There was little scientific curiosity about the impact at the time, possibly due to the isolation of the Tunguska region. If there were any early expeditions to the site, the records were likely to have been lost during the subsequent chaotic years—World War I, the Russian Revolution of 1917 and the Russian Civil War.

The first recorded expedition arrived at the scene more than a decade after the event. In 1921, the Russian mineralogist Leonid Kulik, visiting the Podkamennaya Tunguska River basin as part of a survey for the Soviet Academy of Sciences, deduced from local accounts that the explosion had been caused by a giant meteorite impact. He persuaded the Soviet government to fund an expedition to the Tunguska region, based on the prospect of meteoric iron that could be salvaged to aid Soviet industry. Kulik's party eventually undertook an expedition in 1927.

Upon arrival, Kulik made arrangements with the local Evenki hunters to guide his party to the impact site. Reaching the explosion site was an extremely arduous task. Upon reaching an area just south of the site, the superstitious Evenki hunters would go no further, fearing what they called the Valleymen. Kulik had to return to the nearby village, and his party was delayed for several days while they sought new guides.

The spectacle that confronted Kulik as he stood on a ridge overlooking the devastated area was overwhelming. To the explorers' surprise, no crater was to be found. There was instead around ground zero a vast zone (8 kilometres across) of trees scorched and devoid of branches, but standing upright. Those farther away had been partly scorched and knocked down in a direction away from the centre. Much later, in the 1960s, it was established that the zone of leveled forest occupied an area of some 2,150 square kilometres (830 sq mi), its shape resembling a gigantic spread-eagled butterfly with a "wingspan" of 70 kilometres (43 mi) and a "body length" of 55 kilometres (34 mi). Upon closer examination, Kulik located holes which he erroneously concluded were meteorite holes; however, he did not have the means at this time to excavate the holes.

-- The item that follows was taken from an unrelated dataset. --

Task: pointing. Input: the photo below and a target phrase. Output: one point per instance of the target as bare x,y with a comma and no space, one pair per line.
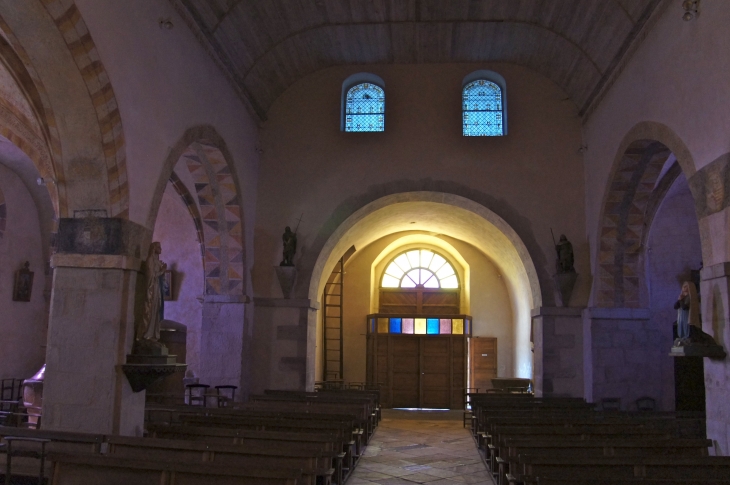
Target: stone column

During the next ten years there were three more expeditions to the area. Kulik found several dozens of little "pothole" bogs, each some 10 to 50 metres (33 to 160 ft) in diameter, that he thought might be meteoric craters. After a laborious exercise in draining one of these bogs (the so-called "Suslov’s crater", 32 metres in diameter), he found there was an old stump on the bottom, ruling out the possibility that it was a meteoric crater. In 1938, Kulik arranged for an aerial photographic survey of the area covering the central part of the leveled forest (some 250 square kilometres ). The negatives of these aerial photographs (1,500 negatives, each 18 by 18 centimetres ) were burned in 1975 by order of Yevgeny Krinov, then Chairman of the Committee on Meteorites of the USSR Academy of Sciences. It was done under the pretext that they were a fire hazard, but the truth may have been the active dislike by official meteorite specialists of anything associated with an unyielding enigma. However, positive imprints would be preserved for further studies in the Russian city of Tomsk.

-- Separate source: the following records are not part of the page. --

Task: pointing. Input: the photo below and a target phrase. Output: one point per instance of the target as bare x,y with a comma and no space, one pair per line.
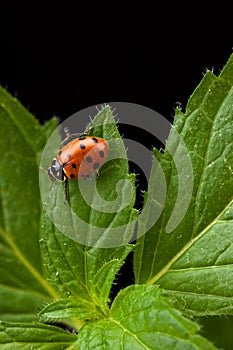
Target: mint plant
55,287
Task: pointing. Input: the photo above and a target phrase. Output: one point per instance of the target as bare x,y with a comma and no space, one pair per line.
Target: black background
60,59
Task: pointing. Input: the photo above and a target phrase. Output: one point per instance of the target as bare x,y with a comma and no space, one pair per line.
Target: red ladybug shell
82,156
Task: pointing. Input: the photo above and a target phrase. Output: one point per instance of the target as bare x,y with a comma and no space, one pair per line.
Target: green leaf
140,318
22,285
193,262
86,272
68,308
27,336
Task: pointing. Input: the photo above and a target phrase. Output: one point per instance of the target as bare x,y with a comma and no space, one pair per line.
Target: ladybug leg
91,176
66,191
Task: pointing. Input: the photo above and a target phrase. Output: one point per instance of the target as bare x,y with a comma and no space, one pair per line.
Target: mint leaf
86,272
141,318
193,263
68,308
34,336
23,286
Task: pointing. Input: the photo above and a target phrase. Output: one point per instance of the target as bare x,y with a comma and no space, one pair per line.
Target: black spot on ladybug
88,159
96,166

Expeditions sent to the area in the 1950s and 1960s found microscopic silicate and magnetite spheres in siftings of the soil. Similar spheres were predicted to exist in the felled trees, although they could not be detected by contemporary means. Later expeditions did identify such spheres in the resin of the trees. Chemical analysis showed that the spheres contained high proportions of nickel relative to iron, which is also found in meteorites, leading to the conclusion they were of extraterrestrial origin. The concentration of the spheres in different regions of the soil was also found to be consistent with the expected distribution of debris from a meteorite airburst. Later studies of the spheres found unusual ratios of numerous other metals relative to the surrounding environment, which was taken as further evidence of their extraterrestrial origin.

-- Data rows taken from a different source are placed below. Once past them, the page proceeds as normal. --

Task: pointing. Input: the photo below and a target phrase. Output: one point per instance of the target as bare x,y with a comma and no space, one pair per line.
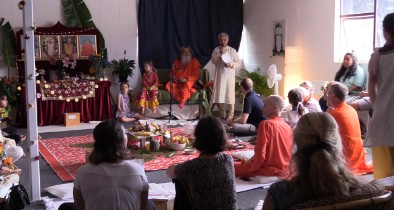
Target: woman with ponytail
296,97
321,176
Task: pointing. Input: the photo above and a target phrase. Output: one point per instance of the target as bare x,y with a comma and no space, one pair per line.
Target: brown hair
211,137
109,145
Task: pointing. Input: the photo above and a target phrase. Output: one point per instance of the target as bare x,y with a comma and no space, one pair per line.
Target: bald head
273,106
246,84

Chemical analysis of peat bogs from the area also revealed numerous anomalies considered consistent with an impact event. The isotopic signatures of stable carbon, hydrogen, and nitrogen isotopes at the layer of the bogs corresponding to 1908 were found to be inconsistent with the isotopic ratios measured in the adjacent layers, and this abnormality was not found in bogs located outside the area. The region of the bogs showing these anomalous signatures also contains an unusually high proportion of iridium, similar to the iridium layer found in the Cretaceous–Paleogene boundary. These unusual proportions are believed to result from debris from the falling body that deposited in the bogs. The nitrogen is believed to have been deposited as acid rain, a suspected fallout from the explosion.